Nitrogen of the Soil.—Prof. H. B. Armsby read at the American Association meeting a paper on the "Nitrogen of the Soil," in which, after stating that no plant has the power, so far as we know, of taking its nitrogenous materials directly from the atmosphere, he investigates the sources from which the nitrogen of plants is derived. Nitrogenous organic substances, such as exist "in freshly-manured soils, may yield free nitrogen by decomposition, though the particulars of the process are as yet not fully ascertained. Under some circumstances these organic substances are capable of causing free nitrogen so to enter into combination with them as to increase their nitrogenous contents. This increase has generally been attributed to the formation of nitric acid from free nitrogen by oxidation. The author made a series of experiments on the loss and gain of nitrogen, his method being to allow organic matter containing a known amount of nitrogen to decay, under circumstances allowing measurement of the nitrogen given off or accumulated.

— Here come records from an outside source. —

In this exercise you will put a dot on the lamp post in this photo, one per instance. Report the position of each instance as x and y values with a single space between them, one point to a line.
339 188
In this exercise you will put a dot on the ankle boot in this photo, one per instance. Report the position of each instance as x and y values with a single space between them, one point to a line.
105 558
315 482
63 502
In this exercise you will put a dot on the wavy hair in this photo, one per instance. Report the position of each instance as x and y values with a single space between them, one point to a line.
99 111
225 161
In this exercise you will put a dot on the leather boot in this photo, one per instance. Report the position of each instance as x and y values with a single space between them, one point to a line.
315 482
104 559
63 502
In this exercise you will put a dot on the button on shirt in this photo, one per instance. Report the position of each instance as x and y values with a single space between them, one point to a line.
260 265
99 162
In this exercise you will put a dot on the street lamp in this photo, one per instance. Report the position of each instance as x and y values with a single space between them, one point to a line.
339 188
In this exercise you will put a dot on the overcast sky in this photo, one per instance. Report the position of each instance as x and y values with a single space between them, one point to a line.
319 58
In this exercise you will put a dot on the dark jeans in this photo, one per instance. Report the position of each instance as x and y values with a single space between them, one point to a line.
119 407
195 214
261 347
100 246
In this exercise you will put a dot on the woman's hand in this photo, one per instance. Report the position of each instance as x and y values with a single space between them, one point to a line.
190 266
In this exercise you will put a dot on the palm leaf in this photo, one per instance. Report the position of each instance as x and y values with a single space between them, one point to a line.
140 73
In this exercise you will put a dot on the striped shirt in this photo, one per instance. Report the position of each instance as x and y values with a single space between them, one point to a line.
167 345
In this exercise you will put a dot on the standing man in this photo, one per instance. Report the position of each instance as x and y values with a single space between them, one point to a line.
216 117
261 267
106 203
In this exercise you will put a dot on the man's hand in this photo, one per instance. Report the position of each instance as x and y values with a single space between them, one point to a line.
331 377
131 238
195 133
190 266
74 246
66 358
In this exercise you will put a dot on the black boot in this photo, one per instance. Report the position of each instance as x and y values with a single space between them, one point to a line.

The organic matter consisted of dried and sifted barn-yard manure, mixed with one-quarter its weight of dried and pulverized flesh. There were eight experiments in all, four of which were conducted in purified air, and four in purified nitrogen. The quantities and materials used for the two series of experiments were as follows:
|1||15||. .||. . . .||6||0.486|
|3||15||15||. . . .||6||0.486|
|1||15||. .||. . . .||6||0.453|
|3||15||15||. . . .||6||0.453|
The result of the experiments shows a loss of nitrogen in Nos. 1, 3, and 4 of Series I., amounting to 11.11, 6.21, and 13.09 per cent, respectively; and in Nos. 3 and 4, of Series 11., of 1.14 and 1.94 per cent. No. 2, of Series I., shows a gain of 15.22 per cent.; and Nos. 1 and 2, of Series II., a gain of 1.48 and 19.34 per cent, respectively. The author's conclusions are: 1. The loss of free nitrogen during the decomposition of nitrogenous organic matter is generally due to oxidizing action. 2. An increase of combined nitrogen in soil may take place by oxidation of free nitrogen to nitric acid. 3. Some organic substances in the presence of a caustic alkali are able to fix free nitrogen without the agency of oxygen, or the formation of nitric acid.
Tea-Production in Bengal, British India.—In the entire presidency about 800,000 acres are "held for purposes connected with the tea-industry." Of this only about 70,000 acres are occupied with tea-plants in bearing. This portion is subdivided into "mature-plant land" and "immature-plant land." The average yield of the mature-plant land is about 237 pounds per acre; that of the immature, about 80 pounds; of the whole, 208 pounds per acre. The total production is about 15,000,000 pounds.